To the Editor:
My somewhat older dictionary defines “onerous,” adj. 1. hard to take or carry, burdensome, oppressive, troublesome…
I cannot think of another word that better describes the proposed increase in the Texas state fuel tax described by Texas state Rep. Aycock in Sunday’s (March 24) Killeen Daily Herald.
Gasoline to the working family is almost as important as food. Not many of us walk or ride a bicycle to work in Texas or grow our own food. We drive to the place that sells food. Increasing the gasoline tax will increase food costs directly by adding to the cost of driving to the supermarket and indirectly by food purveyors raising their prices to pay for food delivery. This is a bad idea in today’s sagging economy.
Another tax will exacerbate our declining purchasing power, and weaken America’s dollar against foreign currencies. Representative Aycock described his support for the gasoline tax increase as “suicidal.” I assume he meant politically. I think he is correct.
He ran as a fiscal conservative and I voted for him because of his stance.

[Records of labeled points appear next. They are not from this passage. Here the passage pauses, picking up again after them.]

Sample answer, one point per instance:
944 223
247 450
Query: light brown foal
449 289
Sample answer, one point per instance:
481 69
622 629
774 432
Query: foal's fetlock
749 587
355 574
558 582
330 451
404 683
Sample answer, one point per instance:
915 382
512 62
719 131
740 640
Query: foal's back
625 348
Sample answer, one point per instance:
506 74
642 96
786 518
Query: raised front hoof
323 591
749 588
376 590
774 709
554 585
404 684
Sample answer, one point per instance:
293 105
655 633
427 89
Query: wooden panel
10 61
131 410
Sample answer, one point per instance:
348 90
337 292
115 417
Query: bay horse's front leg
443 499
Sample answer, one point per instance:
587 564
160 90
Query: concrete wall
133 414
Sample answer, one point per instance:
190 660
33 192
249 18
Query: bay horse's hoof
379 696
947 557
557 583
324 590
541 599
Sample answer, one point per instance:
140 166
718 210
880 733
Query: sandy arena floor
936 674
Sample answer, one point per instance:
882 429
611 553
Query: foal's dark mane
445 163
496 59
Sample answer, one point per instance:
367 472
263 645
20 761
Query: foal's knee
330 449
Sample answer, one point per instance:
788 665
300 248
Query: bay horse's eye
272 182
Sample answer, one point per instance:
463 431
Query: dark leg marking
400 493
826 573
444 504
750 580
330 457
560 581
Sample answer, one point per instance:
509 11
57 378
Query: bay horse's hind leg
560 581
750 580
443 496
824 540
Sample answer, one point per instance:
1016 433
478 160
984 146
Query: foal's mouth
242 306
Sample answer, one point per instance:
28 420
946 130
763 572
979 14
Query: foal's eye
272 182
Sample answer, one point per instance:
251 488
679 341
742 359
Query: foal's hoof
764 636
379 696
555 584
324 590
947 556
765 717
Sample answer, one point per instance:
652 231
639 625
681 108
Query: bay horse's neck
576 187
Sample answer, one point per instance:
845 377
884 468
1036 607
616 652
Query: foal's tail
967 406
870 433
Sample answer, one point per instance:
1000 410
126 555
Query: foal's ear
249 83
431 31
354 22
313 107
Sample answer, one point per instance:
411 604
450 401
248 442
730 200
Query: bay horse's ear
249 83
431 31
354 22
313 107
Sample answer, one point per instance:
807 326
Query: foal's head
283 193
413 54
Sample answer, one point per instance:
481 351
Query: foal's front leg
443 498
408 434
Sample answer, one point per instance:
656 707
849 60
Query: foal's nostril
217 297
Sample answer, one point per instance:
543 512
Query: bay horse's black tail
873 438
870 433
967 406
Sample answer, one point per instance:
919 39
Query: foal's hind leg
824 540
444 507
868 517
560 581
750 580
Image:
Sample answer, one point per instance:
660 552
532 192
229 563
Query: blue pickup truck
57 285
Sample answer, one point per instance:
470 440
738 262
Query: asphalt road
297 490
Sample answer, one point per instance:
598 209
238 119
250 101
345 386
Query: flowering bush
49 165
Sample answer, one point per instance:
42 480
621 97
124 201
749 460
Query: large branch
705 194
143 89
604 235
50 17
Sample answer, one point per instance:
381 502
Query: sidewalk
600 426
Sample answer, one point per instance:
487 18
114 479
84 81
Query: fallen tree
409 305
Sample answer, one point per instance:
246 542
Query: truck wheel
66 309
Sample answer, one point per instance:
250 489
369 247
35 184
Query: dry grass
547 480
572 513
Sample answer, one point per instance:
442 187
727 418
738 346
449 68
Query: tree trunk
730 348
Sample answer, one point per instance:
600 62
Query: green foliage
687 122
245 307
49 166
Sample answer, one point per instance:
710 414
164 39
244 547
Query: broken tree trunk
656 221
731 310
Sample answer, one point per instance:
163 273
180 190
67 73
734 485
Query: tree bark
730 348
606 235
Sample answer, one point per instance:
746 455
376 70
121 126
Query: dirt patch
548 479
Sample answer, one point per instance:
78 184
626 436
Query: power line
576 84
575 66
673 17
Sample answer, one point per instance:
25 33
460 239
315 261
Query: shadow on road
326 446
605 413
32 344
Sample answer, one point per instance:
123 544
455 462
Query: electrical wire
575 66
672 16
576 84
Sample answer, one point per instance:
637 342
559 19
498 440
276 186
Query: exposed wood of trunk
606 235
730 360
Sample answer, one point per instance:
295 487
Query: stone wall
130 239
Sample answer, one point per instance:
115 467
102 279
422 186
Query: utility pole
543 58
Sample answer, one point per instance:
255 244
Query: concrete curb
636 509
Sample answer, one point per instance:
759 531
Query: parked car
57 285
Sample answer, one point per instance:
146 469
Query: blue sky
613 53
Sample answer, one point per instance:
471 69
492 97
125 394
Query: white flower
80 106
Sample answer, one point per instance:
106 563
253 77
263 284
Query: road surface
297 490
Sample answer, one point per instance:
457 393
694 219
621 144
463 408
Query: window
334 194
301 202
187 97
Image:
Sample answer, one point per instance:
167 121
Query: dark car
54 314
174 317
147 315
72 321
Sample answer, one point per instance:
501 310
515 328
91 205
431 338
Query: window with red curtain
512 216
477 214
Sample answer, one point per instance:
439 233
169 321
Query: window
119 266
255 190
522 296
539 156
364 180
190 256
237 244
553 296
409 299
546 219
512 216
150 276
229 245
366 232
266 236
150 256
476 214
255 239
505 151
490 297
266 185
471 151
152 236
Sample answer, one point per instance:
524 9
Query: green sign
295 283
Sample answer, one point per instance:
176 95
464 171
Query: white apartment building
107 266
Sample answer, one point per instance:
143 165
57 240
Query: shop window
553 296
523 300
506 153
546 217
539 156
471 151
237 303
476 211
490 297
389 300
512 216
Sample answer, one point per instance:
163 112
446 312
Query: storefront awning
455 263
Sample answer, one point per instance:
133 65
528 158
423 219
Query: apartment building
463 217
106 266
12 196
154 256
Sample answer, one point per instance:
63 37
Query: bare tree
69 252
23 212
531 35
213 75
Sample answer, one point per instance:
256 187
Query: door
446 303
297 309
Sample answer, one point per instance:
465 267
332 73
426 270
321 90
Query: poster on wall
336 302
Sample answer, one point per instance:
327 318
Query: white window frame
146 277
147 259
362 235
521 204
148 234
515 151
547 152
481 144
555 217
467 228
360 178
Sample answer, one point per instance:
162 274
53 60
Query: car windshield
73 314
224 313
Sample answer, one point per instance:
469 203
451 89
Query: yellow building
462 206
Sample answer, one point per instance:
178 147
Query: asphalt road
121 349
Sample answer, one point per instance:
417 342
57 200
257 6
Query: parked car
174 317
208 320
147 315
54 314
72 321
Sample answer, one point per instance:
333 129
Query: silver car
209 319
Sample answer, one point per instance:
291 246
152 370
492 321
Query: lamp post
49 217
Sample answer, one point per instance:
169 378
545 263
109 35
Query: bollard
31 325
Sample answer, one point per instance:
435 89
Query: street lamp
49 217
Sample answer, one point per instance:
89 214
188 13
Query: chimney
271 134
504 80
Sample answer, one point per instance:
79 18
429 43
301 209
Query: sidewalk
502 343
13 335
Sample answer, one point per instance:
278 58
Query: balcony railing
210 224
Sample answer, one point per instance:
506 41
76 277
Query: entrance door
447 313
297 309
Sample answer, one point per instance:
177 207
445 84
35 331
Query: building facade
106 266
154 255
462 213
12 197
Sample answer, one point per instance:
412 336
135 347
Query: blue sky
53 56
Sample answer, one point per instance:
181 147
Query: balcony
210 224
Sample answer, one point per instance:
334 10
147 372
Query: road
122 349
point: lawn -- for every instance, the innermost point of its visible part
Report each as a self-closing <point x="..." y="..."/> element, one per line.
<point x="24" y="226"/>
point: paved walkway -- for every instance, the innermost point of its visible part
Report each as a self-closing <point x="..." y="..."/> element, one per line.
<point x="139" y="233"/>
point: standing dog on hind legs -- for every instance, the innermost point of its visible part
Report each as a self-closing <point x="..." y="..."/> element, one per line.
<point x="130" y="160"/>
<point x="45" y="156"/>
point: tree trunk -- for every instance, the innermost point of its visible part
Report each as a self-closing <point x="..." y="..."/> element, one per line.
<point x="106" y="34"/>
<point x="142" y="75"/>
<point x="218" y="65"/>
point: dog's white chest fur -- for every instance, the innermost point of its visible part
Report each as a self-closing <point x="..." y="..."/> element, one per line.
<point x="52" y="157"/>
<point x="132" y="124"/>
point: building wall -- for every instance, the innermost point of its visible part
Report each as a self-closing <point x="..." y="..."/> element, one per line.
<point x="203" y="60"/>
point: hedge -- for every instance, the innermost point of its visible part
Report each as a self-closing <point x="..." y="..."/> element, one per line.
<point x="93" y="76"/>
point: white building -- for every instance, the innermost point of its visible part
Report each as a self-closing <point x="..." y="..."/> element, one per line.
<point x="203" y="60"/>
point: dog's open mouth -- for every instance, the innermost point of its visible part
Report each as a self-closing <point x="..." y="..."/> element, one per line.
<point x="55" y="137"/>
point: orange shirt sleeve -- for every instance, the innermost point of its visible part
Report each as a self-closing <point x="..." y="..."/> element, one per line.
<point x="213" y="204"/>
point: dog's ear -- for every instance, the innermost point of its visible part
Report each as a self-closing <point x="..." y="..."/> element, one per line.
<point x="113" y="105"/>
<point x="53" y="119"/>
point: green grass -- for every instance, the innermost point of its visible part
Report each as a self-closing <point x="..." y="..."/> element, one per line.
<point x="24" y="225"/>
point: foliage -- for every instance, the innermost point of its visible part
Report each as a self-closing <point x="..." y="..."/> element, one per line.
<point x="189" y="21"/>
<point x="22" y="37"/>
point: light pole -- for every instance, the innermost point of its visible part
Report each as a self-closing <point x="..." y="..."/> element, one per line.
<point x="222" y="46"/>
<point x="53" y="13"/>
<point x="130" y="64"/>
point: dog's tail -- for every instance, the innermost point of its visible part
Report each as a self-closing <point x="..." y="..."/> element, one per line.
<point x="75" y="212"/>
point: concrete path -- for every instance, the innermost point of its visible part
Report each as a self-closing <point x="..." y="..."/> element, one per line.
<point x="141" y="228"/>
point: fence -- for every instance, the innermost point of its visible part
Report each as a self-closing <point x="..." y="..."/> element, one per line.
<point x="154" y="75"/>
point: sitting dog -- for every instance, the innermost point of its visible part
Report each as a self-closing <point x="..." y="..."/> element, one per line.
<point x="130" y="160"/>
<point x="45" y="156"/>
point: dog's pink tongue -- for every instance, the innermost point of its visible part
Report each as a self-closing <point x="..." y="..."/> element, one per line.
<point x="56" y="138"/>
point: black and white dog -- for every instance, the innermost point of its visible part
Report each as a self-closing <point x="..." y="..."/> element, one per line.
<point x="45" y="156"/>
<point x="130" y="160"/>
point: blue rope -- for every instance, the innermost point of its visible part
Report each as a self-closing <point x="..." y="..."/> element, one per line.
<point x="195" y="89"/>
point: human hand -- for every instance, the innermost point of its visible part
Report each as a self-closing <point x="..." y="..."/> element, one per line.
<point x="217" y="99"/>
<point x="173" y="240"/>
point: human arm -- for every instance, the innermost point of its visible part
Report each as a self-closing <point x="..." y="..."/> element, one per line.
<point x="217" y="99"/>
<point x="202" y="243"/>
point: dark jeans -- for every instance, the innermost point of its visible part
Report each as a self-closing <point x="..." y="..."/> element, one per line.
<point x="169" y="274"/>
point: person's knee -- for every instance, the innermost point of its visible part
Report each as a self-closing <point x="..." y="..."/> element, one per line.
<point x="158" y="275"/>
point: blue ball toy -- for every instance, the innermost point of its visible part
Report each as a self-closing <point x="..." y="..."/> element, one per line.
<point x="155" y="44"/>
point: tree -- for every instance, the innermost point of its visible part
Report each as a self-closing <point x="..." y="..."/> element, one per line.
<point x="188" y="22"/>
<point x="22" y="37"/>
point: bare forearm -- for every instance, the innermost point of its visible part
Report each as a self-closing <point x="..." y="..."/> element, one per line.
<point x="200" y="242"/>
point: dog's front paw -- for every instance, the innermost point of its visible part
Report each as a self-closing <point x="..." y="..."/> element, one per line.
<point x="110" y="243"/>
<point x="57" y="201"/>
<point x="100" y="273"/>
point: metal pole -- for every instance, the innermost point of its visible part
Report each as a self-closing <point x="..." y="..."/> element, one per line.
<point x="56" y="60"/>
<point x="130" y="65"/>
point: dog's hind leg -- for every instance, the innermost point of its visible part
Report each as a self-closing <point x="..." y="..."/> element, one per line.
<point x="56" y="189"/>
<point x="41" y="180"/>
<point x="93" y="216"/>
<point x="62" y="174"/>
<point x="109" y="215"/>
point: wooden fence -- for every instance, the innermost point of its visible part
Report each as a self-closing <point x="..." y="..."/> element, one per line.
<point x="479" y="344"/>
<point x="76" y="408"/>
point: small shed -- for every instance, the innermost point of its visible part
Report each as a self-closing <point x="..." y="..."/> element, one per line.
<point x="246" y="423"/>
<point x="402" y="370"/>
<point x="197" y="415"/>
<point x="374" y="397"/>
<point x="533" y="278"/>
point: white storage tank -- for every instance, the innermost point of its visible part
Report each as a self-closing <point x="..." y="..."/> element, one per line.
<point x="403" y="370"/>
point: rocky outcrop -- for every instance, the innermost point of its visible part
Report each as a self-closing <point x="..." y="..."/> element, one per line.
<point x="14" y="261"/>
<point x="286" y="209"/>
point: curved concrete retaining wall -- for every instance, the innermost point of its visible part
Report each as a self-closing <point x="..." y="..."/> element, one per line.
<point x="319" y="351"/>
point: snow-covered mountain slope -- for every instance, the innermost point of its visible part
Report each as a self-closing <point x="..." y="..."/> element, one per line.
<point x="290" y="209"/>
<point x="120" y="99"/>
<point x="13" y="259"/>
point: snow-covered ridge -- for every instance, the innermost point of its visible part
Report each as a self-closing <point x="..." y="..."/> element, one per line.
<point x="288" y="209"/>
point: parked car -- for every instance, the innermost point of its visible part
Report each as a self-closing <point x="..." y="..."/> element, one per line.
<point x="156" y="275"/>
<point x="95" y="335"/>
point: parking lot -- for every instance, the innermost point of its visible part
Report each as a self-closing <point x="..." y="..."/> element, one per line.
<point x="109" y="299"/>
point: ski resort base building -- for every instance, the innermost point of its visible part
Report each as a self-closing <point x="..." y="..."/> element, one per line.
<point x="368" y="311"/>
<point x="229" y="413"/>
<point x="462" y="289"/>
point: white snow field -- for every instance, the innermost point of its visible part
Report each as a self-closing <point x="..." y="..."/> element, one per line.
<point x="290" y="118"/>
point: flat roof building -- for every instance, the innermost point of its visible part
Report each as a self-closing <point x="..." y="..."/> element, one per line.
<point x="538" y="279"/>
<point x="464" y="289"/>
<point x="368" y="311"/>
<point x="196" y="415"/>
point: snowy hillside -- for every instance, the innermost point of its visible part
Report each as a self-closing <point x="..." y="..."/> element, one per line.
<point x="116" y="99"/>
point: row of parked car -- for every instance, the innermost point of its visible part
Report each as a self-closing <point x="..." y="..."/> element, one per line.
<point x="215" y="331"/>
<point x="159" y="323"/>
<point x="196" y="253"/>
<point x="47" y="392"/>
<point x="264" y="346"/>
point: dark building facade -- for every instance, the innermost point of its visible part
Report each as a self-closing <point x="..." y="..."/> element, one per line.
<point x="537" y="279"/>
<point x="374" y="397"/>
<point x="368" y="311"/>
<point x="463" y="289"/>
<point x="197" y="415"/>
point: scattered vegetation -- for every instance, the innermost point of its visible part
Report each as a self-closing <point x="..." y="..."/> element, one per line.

Now he seems to be waning from fiscal conservative principles by offering gasoline tax ratios in California and New York as something to be considered for Texas.
Surely, with Texas’ amazing population growth more gasoline is sold every day. That means fuel tax revenue is increasing.
If TxDOT is $13 billion in debt, as reported in Sunday’s article, I would think a fiscal conservative would suggest:
(1) shutting down TxDOT non-critical projects until such time coffers are refilled by the current state fuel tax and
(2) replacing the TxDOT management team that caused the $13 billion debt.
It is indeed time to rethink highway funding; however, doing it right will take courage and conviction.
Living beyond our means and taking no action to change incompetent federal agency management is what has our federal government in fiscal crisis.
Yet, the U.S. Congress still wants to tax and spend more. This amounts to stupidity and theft in my mind.
Please don’t tell me that Texans are not smarter than this. And please do not compare Texas’ gasoline tax structure with those of New York and California unless you want to end up as broke as New York and California. Remember, many people are leaving New York and California for a better life in Texas.